From: Derrick Stolee <stolee@gmail.com>
To: Jonathan Tan <jonathantanmy@google.com>,
Derrick Stolee via GitGitGadget <gitgitgadget@gmail.com>
Cc: git@vger.kernel.org, gitster@pobox.com,
johannes.schindelin@gmx.de, peff@peff.net, ps@pks.im,
me@ttaylorr.com, johncai86@gmail.com, newren@gmail.com,
christian.couder@gmail.com, kristofferhaugsbakk@fastmail.com
Subject: Re: [PATCH 08/17] pack-objects: add --path-walk option
Date: Wed, 30 Oct 2024 22:12:38 -0400 [thread overview]
Message-ID: <59c0b17a-491e-48ed-840e-7eec1c2d1de2@gmail.com> (raw)

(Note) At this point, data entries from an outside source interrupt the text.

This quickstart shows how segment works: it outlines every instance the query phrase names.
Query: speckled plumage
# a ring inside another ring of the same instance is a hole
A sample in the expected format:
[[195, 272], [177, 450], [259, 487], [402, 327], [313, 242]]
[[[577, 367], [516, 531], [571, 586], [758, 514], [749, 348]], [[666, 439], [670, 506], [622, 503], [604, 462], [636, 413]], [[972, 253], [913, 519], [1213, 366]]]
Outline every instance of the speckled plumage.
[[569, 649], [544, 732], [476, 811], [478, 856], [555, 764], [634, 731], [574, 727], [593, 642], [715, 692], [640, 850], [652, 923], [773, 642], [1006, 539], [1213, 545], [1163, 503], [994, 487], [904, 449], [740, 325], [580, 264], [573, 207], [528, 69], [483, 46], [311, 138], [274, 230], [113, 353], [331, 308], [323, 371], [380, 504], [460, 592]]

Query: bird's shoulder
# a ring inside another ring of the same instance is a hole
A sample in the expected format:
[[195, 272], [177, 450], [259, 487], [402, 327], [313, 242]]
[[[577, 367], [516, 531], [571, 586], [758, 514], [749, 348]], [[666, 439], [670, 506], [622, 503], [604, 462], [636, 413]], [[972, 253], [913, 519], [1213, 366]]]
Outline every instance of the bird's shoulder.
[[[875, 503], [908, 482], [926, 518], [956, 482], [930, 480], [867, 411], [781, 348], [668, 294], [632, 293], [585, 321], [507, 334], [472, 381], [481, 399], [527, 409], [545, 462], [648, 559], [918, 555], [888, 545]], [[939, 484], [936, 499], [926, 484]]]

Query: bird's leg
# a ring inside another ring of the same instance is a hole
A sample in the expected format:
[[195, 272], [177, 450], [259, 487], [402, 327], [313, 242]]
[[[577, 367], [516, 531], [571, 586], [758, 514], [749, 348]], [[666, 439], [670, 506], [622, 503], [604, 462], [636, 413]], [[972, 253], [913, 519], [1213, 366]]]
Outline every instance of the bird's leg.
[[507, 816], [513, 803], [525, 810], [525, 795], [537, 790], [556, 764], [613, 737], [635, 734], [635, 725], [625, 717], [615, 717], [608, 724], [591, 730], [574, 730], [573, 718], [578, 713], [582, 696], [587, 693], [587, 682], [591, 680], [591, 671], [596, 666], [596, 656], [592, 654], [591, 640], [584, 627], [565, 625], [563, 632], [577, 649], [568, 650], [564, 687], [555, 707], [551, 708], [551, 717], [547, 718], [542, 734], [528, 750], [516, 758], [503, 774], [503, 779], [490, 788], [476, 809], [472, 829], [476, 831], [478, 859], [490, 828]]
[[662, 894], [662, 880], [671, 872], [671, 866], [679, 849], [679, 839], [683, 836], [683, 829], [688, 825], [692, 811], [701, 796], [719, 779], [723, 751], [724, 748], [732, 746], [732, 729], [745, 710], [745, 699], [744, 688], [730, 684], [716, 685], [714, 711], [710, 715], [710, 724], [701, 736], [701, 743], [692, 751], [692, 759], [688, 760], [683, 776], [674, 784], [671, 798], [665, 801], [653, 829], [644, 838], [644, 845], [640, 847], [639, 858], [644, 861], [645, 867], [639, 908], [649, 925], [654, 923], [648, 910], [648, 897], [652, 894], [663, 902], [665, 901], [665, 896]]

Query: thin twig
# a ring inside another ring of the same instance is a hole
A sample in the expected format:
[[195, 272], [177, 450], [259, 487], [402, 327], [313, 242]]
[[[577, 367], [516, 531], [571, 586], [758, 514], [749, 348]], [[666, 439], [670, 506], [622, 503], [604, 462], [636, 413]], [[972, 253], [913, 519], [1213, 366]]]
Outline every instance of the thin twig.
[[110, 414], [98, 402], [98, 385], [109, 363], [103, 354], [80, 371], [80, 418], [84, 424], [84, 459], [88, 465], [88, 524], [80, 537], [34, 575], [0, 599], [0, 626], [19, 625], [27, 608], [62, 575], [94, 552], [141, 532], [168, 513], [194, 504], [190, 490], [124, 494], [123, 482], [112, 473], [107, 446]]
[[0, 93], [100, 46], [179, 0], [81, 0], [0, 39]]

In-Reply-To: <20241028195404.4119175-1-jonathantanmy@google.com>
On 10/28/24 3:54 PM, Jonathan Tan wrote:
> "Derrick Stolee via GitGitGadget" <gitgitgadget@gmail.com> writes:
>> This new walk is incompatible with some features and is ignored by
>> others:
>>
>> * Object filters are not currently integrated with the path-walk API,
>> such as sparse-checkout or tree depth. A blobless packfile could be
>> integrated easily, but that is deferred for later.
>>
>> * Server-focused features such as delta islands, shallow packs, and
>> using a bitmap index are incompatible with the path-walk API.
>>
>> * The path walk API is only compatible with the --revs option, not
>> taking object lists or pack lists over stdin. These alternative ways
>> to specify the objects currently ignores the --path-walk option
>> without even a warning.
>
> It might be better to declare --path-walk as "internal use only" and
> only supporting what send-pack.c (used by "git push") and "git repack"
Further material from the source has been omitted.